For those who are worried that Mr Donald Trump is a new Mussolini in the making, I have reassuring news. Based on his performance at a weekend rally in Plymouth, New Hampshire, Mr Trump is far too boring a speaker to make a convincing fascist dictator.
Yet, despite his manifest flaws as a speaker and as a human being, Mr Trump has succeeded in dominating the run-up to the US presidential election for months. His success in the Republican race - and that of Senator Bernie Sanders, a self-described socialist, on the Democratic side - testifies to how the political establishment has lost the trust of voters.
Many Americans seem to have concluded that the political system is so corrupt and dysfunctional only a total outsider can be trusted to take charge. The point was driven home to me while talking to a voter at the Plymouth rally. A lawyer, he told me that if he did not vote for Mr Trump, he would opt for Mr Sanders.
The Trump and Sanders pitches have strong similarities. Both lambast all mainstream politicians as in hock to corrupt special interests and lobbyists. Mr Trump, a billionaire, makes a virtue of the fact that his campaign is self-financed - making him immune, he says, to the pressures brought to bear on all the other Republicans by their donors. Mr Sanders has raised most of his campaign money from small donations and has put Mrs Hillary Clinton on the back foot by pointing to the hundreds of thousands she has accepted in speaking fees from the likes of Goldman Sachs.
In her speeches, Mrs Clinton consistently displays her impressive grasp of detail and public policy. Yet her campaign's argument that she would be "ready on day one" to be president emphasises her status as a member of the political establishment. That seems risky when large parts of the US public seem to detest the political elite.
By contrast, both Mr Trump and Mr Sanders are running from the fringes of their parties. Both have said things that would be regarded as political suicide in a normal year. Mr Trump is probably the most openly racist candidate since Mr George Wallace, the segregationist, in 1972. Mr Sanders calls himself a "democratic socialist" - in a country that has always rejected socialism.
Yet the fact that both men are happy to smash rhetorical taboos has strengthened their claims to be genuine outsiders. That seems to be what voters are looking for. The conventional wisdom remains that they will trip up later in the campaign. But then a year ago, the idea that Messrs Trump and Sanders could win in New Hampshire would have been regarded as absurd. So who knows?
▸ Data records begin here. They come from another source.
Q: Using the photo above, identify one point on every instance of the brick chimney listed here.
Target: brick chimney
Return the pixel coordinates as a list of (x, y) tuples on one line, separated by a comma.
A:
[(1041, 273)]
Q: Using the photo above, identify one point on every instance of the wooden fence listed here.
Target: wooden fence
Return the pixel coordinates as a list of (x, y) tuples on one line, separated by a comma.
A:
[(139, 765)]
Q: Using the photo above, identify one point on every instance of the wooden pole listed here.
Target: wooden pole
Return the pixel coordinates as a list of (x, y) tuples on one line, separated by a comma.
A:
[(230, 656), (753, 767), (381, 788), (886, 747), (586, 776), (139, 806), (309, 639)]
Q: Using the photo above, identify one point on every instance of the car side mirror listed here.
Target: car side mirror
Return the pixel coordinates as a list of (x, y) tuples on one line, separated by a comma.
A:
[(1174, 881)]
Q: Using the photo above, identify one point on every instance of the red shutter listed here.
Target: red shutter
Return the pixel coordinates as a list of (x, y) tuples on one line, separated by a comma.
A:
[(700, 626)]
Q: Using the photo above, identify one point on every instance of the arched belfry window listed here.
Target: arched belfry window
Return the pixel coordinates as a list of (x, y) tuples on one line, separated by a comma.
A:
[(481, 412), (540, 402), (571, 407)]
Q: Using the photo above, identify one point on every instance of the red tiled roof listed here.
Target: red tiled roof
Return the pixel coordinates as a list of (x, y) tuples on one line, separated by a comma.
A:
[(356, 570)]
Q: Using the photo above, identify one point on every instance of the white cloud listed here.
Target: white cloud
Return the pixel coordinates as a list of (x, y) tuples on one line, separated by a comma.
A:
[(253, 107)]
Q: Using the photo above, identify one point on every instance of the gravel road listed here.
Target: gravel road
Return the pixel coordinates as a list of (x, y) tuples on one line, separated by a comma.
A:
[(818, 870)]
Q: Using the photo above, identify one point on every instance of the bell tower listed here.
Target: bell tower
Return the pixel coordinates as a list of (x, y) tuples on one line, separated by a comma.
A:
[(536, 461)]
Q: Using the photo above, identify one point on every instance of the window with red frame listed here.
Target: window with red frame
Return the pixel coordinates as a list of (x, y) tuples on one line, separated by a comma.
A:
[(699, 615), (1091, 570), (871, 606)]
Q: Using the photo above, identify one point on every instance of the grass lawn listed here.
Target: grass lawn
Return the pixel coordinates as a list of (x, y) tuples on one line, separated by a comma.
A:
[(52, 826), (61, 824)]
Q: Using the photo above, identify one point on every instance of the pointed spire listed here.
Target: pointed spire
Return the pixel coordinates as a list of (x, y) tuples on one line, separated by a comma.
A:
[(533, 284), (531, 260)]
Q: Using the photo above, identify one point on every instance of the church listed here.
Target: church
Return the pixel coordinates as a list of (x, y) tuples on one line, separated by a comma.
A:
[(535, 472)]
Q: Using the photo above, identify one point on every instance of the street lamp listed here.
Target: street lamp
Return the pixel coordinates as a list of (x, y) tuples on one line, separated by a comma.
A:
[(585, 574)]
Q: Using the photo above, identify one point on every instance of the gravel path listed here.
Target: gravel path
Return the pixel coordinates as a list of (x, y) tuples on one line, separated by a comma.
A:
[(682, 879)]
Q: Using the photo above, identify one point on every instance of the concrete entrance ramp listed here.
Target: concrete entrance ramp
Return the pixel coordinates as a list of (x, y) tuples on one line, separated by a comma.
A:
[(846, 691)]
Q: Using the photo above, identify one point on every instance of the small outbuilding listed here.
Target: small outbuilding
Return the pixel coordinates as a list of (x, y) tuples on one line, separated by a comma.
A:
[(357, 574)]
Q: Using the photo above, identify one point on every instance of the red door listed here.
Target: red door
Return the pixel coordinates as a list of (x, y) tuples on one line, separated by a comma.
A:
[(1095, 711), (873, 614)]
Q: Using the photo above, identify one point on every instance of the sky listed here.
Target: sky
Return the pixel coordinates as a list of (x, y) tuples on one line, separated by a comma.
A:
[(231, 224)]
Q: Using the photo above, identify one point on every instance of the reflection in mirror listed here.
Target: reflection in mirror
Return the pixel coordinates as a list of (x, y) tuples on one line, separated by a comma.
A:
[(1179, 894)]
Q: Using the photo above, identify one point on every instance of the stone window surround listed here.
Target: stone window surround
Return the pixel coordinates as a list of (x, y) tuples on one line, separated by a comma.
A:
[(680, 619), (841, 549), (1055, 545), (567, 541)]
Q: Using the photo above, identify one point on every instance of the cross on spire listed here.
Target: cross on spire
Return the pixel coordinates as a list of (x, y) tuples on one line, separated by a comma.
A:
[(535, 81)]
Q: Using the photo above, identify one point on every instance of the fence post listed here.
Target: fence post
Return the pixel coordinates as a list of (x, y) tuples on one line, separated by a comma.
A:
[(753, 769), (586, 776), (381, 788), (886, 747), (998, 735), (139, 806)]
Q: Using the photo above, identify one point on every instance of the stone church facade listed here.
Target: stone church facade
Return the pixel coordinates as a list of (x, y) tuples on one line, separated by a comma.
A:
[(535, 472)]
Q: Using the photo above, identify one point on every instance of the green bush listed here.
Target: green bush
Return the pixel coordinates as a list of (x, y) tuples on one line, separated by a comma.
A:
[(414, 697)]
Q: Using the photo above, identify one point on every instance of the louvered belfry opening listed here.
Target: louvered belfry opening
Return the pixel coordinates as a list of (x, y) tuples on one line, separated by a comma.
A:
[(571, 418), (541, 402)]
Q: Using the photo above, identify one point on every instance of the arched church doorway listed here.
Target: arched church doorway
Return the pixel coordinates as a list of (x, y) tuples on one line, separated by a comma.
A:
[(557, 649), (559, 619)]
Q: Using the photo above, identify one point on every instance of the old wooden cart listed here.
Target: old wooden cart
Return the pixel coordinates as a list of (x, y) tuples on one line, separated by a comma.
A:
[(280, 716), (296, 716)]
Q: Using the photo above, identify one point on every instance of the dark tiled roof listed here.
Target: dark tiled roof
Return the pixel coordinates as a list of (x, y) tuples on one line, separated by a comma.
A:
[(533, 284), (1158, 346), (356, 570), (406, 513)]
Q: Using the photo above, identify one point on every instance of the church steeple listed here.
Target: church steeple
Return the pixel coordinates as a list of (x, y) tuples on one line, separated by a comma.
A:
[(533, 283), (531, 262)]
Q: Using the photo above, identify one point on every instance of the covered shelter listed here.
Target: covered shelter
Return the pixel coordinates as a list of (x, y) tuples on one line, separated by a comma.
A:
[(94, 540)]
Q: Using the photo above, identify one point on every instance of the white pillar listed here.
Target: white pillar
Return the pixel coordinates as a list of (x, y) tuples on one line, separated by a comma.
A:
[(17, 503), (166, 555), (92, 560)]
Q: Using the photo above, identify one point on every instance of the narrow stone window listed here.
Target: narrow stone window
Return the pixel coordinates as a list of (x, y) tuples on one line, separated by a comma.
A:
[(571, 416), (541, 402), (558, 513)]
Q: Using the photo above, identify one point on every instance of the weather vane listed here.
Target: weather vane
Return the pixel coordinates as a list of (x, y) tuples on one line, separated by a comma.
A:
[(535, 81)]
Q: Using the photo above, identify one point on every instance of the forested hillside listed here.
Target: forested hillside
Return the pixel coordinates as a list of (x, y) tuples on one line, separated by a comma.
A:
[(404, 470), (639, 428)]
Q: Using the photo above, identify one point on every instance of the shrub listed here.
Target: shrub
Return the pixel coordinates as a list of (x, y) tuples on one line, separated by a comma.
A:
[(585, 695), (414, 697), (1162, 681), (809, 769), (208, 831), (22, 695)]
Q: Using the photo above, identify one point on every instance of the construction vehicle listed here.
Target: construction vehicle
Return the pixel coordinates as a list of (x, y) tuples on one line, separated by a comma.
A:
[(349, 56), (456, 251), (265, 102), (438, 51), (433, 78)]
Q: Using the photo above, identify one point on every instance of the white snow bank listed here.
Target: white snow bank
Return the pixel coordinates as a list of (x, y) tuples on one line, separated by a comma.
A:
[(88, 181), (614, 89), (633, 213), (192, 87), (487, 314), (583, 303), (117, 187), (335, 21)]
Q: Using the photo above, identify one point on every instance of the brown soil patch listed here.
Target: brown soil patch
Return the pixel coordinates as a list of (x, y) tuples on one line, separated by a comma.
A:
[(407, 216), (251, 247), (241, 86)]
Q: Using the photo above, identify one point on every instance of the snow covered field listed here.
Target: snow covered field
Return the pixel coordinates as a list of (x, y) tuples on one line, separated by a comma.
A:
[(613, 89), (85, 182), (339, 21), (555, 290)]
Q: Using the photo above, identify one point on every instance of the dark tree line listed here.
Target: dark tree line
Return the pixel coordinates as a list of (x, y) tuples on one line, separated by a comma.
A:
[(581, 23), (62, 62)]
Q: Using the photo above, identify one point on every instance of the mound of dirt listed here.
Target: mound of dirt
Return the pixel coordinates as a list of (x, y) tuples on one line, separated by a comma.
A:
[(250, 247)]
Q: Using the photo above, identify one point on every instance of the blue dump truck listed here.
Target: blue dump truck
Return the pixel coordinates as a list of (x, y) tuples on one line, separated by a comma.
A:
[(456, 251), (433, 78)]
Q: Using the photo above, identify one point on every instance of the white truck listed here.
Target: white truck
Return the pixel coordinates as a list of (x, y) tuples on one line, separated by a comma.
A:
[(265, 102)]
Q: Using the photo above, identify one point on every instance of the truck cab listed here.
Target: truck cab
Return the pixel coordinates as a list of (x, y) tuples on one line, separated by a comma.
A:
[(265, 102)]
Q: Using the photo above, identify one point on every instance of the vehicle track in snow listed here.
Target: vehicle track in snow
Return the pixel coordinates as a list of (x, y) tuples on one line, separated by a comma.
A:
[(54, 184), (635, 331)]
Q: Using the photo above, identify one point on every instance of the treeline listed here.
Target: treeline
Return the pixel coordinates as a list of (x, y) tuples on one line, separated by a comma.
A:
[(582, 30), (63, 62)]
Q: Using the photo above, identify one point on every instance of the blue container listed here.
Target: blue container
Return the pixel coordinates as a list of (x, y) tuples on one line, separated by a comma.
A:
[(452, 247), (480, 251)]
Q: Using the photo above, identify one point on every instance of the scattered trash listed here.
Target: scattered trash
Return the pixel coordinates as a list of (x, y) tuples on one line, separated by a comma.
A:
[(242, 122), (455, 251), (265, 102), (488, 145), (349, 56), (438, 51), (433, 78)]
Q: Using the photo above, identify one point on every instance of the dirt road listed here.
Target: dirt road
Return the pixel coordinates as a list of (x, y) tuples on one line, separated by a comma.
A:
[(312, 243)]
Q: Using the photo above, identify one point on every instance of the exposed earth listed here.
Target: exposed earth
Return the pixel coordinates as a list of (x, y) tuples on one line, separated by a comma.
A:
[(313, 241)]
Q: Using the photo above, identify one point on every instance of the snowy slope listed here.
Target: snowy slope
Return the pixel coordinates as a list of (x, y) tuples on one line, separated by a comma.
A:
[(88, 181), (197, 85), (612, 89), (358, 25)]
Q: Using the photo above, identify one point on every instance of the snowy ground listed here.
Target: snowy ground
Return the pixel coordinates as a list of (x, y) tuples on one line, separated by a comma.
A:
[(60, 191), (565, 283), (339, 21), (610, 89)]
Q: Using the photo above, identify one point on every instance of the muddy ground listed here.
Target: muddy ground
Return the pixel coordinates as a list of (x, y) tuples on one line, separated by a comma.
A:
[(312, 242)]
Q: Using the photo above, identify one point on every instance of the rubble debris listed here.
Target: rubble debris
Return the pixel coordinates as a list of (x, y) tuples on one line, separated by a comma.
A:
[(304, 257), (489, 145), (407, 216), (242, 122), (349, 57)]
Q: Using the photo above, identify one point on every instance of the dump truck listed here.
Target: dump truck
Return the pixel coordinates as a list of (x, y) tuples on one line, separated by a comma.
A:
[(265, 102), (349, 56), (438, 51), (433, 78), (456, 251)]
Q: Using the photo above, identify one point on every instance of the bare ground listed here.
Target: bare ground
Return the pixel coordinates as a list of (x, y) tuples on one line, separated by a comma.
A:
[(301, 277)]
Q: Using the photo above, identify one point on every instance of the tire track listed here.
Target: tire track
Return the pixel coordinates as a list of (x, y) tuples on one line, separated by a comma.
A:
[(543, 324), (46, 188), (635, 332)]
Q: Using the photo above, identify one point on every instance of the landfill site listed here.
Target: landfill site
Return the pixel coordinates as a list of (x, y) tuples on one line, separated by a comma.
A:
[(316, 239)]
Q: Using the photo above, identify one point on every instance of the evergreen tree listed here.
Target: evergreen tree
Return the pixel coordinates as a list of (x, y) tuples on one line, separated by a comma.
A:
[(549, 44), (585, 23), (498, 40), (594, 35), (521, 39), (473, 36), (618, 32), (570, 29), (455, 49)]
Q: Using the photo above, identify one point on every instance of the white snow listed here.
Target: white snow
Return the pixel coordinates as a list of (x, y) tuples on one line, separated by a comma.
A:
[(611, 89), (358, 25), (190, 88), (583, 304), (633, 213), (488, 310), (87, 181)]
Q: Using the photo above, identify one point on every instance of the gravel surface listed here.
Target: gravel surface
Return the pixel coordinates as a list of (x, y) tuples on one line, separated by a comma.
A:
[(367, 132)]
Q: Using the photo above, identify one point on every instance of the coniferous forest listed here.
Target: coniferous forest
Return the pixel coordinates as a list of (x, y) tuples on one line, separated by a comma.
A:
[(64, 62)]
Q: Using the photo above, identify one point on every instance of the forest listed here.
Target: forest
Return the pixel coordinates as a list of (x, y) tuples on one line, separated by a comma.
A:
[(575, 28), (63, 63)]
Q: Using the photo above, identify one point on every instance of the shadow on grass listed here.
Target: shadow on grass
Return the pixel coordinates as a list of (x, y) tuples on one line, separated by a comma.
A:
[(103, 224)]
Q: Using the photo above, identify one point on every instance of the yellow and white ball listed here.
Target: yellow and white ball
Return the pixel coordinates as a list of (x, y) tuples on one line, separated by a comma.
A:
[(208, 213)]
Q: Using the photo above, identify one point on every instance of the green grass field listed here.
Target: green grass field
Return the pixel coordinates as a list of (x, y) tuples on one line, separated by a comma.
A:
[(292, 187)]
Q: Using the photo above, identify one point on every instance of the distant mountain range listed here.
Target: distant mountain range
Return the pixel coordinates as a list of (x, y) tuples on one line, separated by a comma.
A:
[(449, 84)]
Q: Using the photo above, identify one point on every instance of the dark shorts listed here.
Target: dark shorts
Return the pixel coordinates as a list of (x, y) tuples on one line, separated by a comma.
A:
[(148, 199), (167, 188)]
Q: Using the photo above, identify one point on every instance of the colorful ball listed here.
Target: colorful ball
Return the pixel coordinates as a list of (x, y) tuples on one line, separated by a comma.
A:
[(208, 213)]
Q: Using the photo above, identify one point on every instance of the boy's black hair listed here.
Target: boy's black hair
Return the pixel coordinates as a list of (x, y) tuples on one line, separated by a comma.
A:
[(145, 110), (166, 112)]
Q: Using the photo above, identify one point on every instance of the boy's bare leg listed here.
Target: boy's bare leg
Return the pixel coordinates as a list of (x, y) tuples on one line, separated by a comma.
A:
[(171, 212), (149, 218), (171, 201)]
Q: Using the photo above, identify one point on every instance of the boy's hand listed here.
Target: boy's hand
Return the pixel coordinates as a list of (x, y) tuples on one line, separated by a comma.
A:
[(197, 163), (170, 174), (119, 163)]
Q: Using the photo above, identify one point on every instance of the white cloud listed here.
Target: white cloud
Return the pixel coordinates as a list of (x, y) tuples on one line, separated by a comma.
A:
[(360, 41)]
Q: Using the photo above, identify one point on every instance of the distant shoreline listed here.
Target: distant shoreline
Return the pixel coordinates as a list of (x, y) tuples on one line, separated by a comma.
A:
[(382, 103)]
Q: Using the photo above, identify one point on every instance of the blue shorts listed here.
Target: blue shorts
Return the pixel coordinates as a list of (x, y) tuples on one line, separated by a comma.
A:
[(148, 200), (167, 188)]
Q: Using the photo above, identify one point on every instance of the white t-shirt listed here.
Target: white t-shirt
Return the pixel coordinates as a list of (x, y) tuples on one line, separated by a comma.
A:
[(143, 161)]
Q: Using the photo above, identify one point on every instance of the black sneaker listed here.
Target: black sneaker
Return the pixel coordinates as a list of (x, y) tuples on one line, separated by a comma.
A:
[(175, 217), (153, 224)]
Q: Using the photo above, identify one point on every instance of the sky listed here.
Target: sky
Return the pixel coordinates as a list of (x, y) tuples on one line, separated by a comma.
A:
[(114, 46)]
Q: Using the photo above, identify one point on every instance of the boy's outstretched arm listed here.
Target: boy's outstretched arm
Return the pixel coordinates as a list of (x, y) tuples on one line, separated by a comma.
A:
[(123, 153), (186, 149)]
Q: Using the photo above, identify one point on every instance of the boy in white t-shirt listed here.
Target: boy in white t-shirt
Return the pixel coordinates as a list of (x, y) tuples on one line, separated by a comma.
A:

What is already clear, however, is that America's political class is only beginning to grasp the depth of the anti-establishment mood gripping the US. Almost eight years after the financial crisis, this mood seems to be growing in strength, not weakening. President Barack Obama's announcement last week that the US unemployment rate is now below 5 per cent barely registered on the campaign trail.
Instead, all the talk is of students reeling under unpayable debts; and of parents having to work at two or three low-paid jobs to make ends meet. The idea that the economy is "rigged" in favour of insiders is now embraced, in some form, by most of the candidates in both the Republican and Democratic parties.
Yet almost all the candidates running in New Hampshire make unconvincing populists. That they are running for president is a strong indication these people are successful members of the US elite.
If America's yearning for leaders from the political fringes continues, the implications will be profound. The system, dominated by the Democrats and Republicans, has always rejected political extremes. That means that, behind the day-to-day dramas, the nation has benefited from a deep political stability, which has contributed greatly to its economic strength and global power. If America's immunity to extremism is ending, the whole world will feel the consequences.